Зингар занял кабинет графа и приказал доставить для беседы сначала двадцатилетнего Найвера, а затем — его дядю, Товаса. Беседа с последним продлилась в два раза дольше, чем с первым; по ее окончании Зингар распорядился убить Найвера и его мать.

— Брат Анседа согласился принять нашу сторону, — объяснил он свое решение Ойлену.

— С условием, что мы избавим его от тех, у кого формально больше прав на наследство, чем у него.

— А что с младшей дочкой?

— На ваше усмотрение. Прав у Кинли меньше, чем у дяди, поэтому прямой угрозы для Товаса она не несет. Однако, если с Товасом и его сыном что-нибудь случится, наследницей рода станет она. Понимаете? Если наш новый граф будет плохо себя вести — убейте его и объявите Кинли графиней. Но это — вариант на самый крайний случай.
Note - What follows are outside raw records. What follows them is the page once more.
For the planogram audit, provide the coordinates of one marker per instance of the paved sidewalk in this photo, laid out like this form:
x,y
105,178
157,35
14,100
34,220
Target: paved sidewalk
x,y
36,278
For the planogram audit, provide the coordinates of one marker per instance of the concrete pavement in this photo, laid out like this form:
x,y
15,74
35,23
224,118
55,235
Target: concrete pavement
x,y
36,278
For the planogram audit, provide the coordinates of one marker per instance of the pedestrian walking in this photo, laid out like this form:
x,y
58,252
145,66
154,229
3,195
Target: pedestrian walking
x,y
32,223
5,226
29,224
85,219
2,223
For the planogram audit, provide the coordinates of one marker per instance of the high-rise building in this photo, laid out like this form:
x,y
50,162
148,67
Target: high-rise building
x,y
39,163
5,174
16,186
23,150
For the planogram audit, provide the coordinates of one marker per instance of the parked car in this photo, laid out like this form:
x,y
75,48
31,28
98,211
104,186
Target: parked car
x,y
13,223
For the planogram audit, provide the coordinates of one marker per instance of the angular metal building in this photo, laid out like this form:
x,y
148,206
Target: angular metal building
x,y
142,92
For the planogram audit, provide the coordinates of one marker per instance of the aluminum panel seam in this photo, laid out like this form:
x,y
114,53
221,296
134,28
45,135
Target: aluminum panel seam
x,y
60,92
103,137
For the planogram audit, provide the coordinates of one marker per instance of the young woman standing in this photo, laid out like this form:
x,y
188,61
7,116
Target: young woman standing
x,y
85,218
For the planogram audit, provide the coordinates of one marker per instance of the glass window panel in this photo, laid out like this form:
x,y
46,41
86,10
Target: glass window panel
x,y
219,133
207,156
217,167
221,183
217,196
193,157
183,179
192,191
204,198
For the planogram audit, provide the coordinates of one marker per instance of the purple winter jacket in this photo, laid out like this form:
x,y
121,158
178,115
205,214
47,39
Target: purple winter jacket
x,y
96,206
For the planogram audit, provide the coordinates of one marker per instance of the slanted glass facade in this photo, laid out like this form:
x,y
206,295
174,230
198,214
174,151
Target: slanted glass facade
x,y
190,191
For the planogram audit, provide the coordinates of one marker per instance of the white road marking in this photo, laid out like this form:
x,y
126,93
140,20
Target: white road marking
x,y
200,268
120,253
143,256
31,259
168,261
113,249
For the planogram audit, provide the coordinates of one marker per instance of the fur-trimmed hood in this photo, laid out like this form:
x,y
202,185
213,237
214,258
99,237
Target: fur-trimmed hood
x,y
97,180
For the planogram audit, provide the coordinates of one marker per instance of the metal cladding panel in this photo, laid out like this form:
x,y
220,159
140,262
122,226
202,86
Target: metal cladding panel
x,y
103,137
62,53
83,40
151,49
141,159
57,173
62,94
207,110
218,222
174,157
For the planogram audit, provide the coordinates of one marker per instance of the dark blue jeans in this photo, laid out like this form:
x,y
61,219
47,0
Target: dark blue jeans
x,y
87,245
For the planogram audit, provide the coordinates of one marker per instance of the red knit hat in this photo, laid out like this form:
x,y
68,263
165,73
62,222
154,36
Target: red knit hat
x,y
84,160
Если Товас, напротив, проявит себя с хорошей стороны — можете убить ее.

Трясогузка наклонил голову, боясь, что глаза выдадут чувства, которые бушевали в нем.

— Слушаюсь, сир.

* * *

Зингар Барвет, Алкуп и Чейд отбыли на юг, а Ойлен Покфо остался управлять замком Вайден. Товас оказался покладист и сговорчив — он, похоже, хорошо понимал, насколько неустойчивым является его положение. Часть вассалов Анседа присягнула его брату, другие воспротивились — заперлись в своих замках или ушли к Тонсу. Ойлену нужно было решать множество мелких организационных проблем, но это была рутина, с которой он успешно справлялся. Но кроме рутины было кое-что другое, что занимало его мысли.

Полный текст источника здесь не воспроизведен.